For his part, Prof. Ijspeert found the collaboration especially interesting as a scientist who has always been drawn to artistic projects, and notes the potential of robots in particular for artistic inspiration.

“The goal of this project is partially artistic, to show how the fluid is affected by flapping fins, and we also want to send a scientific message that shows what we can do in terms of the numerical simulation of fluids for understanding and developing better robots,” he says.

EPFL Pavilion exhibition

Delay Lines, (feedback) is being presented as part of EPFL Pavilion’s exhibition Nature of Robotics: An Expanded Field which runs from November 6th, 2020 - April 25th, 2021 in Pavilion B. This exhibition is also presenting works from EPFL’s Reconfigurable Robotics and Microrobotic Systems laboratories, highlights the state of the art robotics in the Swiss academic context, and brings together more than a dozen contemporary artists from around to world, to ignite contemplation on the impact of robotics on understanding our environment and society. This exhibition is curated by Dr. Giulia Bini for EPFL Pavilions, which is under the leadership of renown Professor, Dr. Sarah Kenderdine.

Procedures for visitors:

  • Our expansive exhibit space of 650 sqm is open to 5 (five) visitors per hour, every hour that we’re open. Our docents and mediator will be available to answer your questions, three times per day, at 12:15 PM. 3 PM, and 5 PM.
  • For a more in-depth perspective, the exhibit’s curator, Giulia Bini, will be on-site this opening weekend, on March 5th and 6th at 12:15 PM. 3 PM, and 5 PM.
  • Visits are free to the public.
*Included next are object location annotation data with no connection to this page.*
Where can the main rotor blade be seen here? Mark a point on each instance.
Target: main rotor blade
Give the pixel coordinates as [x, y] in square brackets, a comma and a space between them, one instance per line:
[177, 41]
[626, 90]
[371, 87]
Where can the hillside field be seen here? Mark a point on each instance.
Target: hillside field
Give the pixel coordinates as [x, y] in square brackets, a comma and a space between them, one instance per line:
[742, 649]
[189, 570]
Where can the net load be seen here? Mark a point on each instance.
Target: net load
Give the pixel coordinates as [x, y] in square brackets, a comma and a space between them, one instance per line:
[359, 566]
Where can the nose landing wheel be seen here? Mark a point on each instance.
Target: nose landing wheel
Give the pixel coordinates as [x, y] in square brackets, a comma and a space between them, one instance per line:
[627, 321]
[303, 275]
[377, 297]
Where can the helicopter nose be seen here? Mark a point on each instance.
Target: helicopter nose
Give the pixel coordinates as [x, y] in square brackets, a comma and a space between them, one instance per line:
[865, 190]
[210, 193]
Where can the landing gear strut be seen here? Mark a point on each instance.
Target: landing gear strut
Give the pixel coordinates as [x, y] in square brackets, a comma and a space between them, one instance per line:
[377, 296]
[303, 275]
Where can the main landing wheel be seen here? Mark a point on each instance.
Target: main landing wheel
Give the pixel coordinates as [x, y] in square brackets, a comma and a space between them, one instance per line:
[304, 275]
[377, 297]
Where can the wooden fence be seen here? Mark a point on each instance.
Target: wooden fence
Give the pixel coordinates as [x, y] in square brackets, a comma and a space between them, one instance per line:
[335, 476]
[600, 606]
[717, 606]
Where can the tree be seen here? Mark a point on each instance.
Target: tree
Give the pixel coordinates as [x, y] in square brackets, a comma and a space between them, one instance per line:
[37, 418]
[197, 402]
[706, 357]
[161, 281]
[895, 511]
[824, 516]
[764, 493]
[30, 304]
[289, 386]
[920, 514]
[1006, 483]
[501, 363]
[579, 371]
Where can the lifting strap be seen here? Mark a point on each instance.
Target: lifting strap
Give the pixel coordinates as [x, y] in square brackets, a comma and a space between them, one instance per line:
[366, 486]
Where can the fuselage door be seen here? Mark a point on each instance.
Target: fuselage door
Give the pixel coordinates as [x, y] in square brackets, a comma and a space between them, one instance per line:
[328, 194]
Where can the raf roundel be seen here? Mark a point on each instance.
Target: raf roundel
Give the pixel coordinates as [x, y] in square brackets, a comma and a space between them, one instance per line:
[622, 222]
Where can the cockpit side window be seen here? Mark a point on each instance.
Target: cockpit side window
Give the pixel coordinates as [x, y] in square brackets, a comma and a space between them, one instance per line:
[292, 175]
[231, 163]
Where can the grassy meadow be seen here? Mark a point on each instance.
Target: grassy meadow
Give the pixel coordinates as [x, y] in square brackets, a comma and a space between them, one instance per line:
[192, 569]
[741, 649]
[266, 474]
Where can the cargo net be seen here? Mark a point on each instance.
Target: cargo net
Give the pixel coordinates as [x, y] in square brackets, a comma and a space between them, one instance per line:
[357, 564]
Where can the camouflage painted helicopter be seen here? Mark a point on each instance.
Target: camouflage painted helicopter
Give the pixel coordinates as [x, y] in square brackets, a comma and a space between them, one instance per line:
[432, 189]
Book your visit now: bit.ly/EPFLPavilionsNoR
  • Self-paced visits are available every top of the hour, from 11 AM, with the last visits starting at 5 PM. 
  • Bring a mask. We have the disinfectant. 

About Dubbin and Davidson

The work of Melissa Dubbin, from Las Cruces, New Mexico, USA, and Aaron S. Davidson, from Madison, Wisconsin, USA, has been described as addressing "processes of transmission and reception, interference and transference”. It often seeks to materialize immaterial or ephemeral states of matter (sound, light, air, time). The artists have co-authored a body of works producing forms, objects, images and experiences, incorporating the mediums of photography, video, sound, performance, sculpture and artists books since they began working together in 1998.

About the BioRob lab

EPFL’s Biorobotics Laboratory (BioRob) works on the computational aspects of locomotion control, sensorimotor coordination, and learning in animals and in robots. The researchers use robots and numerical simulation to study the neural mechanisms underlying movement control and learning in animals, and in return to take inspiration from animals to design new control methods for robotics as well as novel robots capable of agile locomotion in complex environments. The lab is also interested in rehabilitation robotics, e.g. exoskeletons, and in restoring locomotion.